Gallery

Apakah Berjenggot, Celana di Atas Mata Kaki, dan Bercadar Merupakan Ciri-ciri Teroris? (11) [Keindahan Islam dan Hukum Istihza’]

Artikel sebelumnya: Apakah Berjenggot, Celana di Atas Mata Kaki, dan Bercadar Merupakan Ciri-ciri Teroris? (10) [Cadar Wajib atau Sunnah?-3]

 

D. Syariat Islam merupakan rahmat, kemashlahatan, dan indah.
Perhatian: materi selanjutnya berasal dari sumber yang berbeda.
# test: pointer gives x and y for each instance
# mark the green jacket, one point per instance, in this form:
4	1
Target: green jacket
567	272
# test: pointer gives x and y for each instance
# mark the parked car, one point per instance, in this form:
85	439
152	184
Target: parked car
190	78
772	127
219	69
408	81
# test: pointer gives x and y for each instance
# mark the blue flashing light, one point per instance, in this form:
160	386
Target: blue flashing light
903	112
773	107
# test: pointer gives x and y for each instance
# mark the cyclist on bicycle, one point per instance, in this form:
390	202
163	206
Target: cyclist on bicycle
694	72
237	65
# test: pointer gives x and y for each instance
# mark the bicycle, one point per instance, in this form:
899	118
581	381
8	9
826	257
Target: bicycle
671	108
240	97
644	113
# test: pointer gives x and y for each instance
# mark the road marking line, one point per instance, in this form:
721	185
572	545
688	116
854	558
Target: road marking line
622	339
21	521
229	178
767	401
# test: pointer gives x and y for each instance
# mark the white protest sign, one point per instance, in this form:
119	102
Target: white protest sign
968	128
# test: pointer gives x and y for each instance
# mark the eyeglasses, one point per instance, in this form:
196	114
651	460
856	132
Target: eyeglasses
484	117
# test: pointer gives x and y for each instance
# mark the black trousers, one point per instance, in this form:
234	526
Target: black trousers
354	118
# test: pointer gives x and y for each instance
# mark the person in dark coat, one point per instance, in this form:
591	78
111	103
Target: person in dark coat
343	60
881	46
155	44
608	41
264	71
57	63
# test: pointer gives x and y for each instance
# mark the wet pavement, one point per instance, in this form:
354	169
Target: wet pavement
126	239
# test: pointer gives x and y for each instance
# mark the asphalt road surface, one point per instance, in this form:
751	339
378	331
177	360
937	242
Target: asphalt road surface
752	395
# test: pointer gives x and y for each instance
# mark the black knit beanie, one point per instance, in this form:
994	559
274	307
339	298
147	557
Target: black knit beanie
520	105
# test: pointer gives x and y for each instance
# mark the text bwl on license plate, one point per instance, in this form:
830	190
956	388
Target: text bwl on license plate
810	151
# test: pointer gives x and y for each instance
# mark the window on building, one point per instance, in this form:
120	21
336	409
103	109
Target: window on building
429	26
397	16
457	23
Islam juga mengharamkan perbuatan dzolim

salafiyunpad.wordpress.com

salafiyunpad.wordpress.com

وَما أَرْسَلْناكَ إِلاَّ رَحْمَةً لِلْعالَمِينَ

Kami tidak mengutus engkau, Wahai Muhammad, melainkan sebagai rahmat bagi seluruh manusia” (QS. Al Anbiya: 107)

Secara bahasa, rahmat artinya kelembutan yang berpadu dengan rasa iba (Lihat Lisaanul Arab, Ibnul Mandzur)  [http://muslim.or.id/al-quran/islam-rahmatan-lil-alamin.html]

Ibnu Abbas radliyallahu `anhu berkata tentang ayat ini: “Siapa yang beriman kepada Allah dan hari akhir, maka Allah tuliskan baginya rahmat di dunia dan akhirat. Adapun orang yang tidak beriman kepada Allah dan Rasul-Nya, maka mereka pun mendapat rahmat dengan datangnya Rasul yaitu keselamatan dari adzab di dunia, seperti ditenggelamkannya ke dalam bumi atau dihujani dengan batu.” (Tafsir Ibnu Katsir 3/222) [http://qurandansunnah.wordpress.com/2009/10/31/islam-sebagai-rahmat-untuk-seluruh-alam/]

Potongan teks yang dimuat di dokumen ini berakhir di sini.